Regardless of the length of the visit, schools should have policies and procedures in place that clearly set out the responsibilities of the school, group supervisors, families, and any other third party involved in organising and delivering the visit.
Third Party Responsibilities
If your school relies on a third party to organise and deliver the visit, you should advise the third party on all relevant legal obligations and good practice, including these guidelines. You should also develop written agreements with third parties and keep a record of the agent’s contact details.
Schools should ensure that their international school visitors have sufficient adult supervision. Determine an appropriate supervisor-to-visitor ratio based on the following factors:
- The number of visitors
- The ages of visitors (visitors under the age of 18 without parents should have 24-hour supervision)
- The duration of the visit
- Visitors with minimal or limited English language proficiency
- The activities involved.
If Education Outside the Classroom (EOTC) activities are planned, refer to the EOTC Guidelines for appropriate supervision ratios. As a reference, the Code of Practice and the Guidelines that support the Code provide more comprehensive information in relation to group students.
Prior to accepting students, ensure you can comply with the Code of Practice regarding homestays and accommodation. Schools should only accept visitors in years 1-4 if they will be living with a legal guardian during the visit, or in a school hostel with appropriate supervision.
Provide host families with clear guidance for hosting students and arrange information meetings with families before the students arrive, if required.
Establishing a proper communication channel with host parents/families is very important. Ensure that they are provided with a flow chart of communication channels, including emergency response contacts.
For more information about homestays and accommodation requirements, see the Code of Practice.

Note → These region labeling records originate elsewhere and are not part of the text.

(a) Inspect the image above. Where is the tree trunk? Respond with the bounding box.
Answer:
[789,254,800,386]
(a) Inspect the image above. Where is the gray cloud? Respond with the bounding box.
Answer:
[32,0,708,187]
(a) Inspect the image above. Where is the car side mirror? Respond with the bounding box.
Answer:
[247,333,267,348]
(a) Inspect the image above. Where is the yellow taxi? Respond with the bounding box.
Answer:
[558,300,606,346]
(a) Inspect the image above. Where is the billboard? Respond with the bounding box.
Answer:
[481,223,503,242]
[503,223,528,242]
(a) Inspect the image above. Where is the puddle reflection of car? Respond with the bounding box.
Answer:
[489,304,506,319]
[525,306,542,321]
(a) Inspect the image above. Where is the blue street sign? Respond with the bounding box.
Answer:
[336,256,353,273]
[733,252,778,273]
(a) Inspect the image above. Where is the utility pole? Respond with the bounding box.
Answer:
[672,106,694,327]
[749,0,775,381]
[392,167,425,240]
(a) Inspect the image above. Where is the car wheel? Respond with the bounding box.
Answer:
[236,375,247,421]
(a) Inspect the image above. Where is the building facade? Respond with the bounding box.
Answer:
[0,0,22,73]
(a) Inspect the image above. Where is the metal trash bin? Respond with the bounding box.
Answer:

International students (including group students) should have appropriate and current medical and travel insurance while in New Zealand and for travel to/from New Zealand. Check to make sure this is in place, bearing in mind the activities to be undertaken. See information on insurance in our advice about school trips and exchanges for more detail on minimum requirements.
Make sure that all students that you will be hosting have the appropriate documents to travel to and from New Zealand. This includes valid passports and visas. If a student will be visiting for more than three months, make sure that they have a visa that allows them to attend school for this period eg a student visa.